Though, habits like these (suggested by the article) early-on could shape the startup's perception of their commitment to their customers. It could end up being a costly 'culture' thing.

It's still debatable whether dealing with customers daily, makes for productive use of an executive's precious time, even if the startup's value proposition revolves around exceptional customer service.

I've witnessed a few small companies getting infinitely better, once they started hiring the right people to fill sales and customer relations positions, that were usually handled by the founders themselves.

Well, I can say that it has been a great use of my time :-) The increased focus has demonstrably paid off in terms of real revenue and customer activity that I don't think we could have tapped into with a lesser focus. Everyday I'm seeing new things that help us improve, that help me set a strategic direction that would be muted if the feedback were filtered through intermediaries.

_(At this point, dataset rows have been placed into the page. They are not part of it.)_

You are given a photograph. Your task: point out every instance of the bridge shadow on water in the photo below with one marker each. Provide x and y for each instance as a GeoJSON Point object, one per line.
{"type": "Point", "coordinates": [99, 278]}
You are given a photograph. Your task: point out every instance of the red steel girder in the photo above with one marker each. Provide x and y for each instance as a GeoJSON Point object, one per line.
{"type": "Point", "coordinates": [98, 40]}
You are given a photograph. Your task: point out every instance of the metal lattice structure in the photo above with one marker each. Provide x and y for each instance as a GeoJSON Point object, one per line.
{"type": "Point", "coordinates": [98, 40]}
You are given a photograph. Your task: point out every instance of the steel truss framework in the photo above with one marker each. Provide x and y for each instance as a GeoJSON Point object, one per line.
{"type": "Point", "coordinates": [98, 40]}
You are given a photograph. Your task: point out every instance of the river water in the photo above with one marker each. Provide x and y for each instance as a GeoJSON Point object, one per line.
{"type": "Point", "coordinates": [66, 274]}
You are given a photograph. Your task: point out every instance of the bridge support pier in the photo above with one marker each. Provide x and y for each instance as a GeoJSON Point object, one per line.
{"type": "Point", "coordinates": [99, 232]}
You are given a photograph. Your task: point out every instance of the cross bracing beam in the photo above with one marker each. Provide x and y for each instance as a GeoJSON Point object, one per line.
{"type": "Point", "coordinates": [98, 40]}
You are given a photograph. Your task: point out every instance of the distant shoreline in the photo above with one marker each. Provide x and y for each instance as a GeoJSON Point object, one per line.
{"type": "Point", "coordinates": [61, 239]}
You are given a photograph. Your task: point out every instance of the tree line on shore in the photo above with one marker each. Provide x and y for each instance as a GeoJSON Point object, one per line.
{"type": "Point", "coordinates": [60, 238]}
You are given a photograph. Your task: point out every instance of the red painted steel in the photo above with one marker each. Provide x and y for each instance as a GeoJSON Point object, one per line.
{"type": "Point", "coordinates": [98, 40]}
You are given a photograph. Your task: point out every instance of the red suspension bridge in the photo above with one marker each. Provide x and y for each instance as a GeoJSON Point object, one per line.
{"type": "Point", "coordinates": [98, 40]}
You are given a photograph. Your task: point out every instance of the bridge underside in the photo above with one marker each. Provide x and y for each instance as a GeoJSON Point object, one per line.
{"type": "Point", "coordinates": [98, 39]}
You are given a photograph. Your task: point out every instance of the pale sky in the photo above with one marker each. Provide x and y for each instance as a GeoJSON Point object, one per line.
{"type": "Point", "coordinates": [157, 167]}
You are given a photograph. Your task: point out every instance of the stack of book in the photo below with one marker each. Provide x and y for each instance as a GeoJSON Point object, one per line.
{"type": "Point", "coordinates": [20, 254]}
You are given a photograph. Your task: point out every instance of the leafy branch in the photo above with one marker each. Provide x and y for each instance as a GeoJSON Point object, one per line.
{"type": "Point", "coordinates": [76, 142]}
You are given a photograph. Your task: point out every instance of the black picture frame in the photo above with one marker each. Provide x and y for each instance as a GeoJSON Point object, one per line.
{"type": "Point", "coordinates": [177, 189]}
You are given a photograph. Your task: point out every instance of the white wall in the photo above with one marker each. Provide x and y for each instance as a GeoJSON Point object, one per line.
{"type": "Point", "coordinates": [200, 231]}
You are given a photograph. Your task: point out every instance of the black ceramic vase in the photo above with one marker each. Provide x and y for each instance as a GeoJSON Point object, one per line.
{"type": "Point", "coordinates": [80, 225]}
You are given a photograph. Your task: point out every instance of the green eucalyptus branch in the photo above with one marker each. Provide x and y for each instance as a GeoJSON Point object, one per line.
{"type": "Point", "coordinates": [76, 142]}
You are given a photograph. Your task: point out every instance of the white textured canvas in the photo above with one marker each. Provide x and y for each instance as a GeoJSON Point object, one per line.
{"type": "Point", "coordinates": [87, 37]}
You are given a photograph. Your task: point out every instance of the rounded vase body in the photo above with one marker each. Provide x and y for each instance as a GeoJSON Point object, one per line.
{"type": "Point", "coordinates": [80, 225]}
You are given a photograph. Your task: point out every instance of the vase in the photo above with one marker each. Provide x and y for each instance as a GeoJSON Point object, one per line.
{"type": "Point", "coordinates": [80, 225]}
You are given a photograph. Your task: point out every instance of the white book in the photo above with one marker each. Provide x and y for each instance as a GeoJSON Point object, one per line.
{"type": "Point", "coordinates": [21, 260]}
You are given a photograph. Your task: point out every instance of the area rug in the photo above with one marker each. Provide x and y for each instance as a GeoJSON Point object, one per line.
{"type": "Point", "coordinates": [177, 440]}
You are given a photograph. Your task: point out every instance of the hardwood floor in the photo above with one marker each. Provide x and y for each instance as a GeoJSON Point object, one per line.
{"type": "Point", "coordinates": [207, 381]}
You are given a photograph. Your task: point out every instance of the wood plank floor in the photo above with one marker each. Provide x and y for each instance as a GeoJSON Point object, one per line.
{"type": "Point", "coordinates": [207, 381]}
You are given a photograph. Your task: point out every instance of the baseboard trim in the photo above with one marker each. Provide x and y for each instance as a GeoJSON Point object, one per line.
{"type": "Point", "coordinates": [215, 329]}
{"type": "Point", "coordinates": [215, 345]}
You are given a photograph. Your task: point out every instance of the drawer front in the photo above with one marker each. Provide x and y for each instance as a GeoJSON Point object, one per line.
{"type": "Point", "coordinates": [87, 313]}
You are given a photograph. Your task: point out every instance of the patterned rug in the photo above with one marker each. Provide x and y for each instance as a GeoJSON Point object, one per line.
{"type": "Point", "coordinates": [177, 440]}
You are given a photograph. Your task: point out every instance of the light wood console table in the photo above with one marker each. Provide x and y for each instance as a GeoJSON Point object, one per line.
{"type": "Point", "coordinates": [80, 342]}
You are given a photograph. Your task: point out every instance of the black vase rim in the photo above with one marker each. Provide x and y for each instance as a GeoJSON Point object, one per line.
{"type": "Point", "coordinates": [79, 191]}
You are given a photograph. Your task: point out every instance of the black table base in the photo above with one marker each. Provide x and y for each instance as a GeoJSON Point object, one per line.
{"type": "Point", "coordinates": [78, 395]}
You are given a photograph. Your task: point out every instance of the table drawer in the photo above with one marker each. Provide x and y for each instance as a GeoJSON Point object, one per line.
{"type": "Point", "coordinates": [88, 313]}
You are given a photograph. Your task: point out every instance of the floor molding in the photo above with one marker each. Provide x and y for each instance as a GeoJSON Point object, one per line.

There are other ways of organizing of course. Someone once told me that its way better to organize around the strengths and weaknesses of the people that you have and the people that become available than it is to organize within the constraints of an org. chart "because that's the way its done". I'm sure that if we had a different mix of skills, we might choose to delegate differently, but this is what works for us. For example, I spend very little time worrying about engineering matters compared to the amount of time I spend managing customer service workflows. What matters is whether we're putting points on the board, not so much which plays we're running.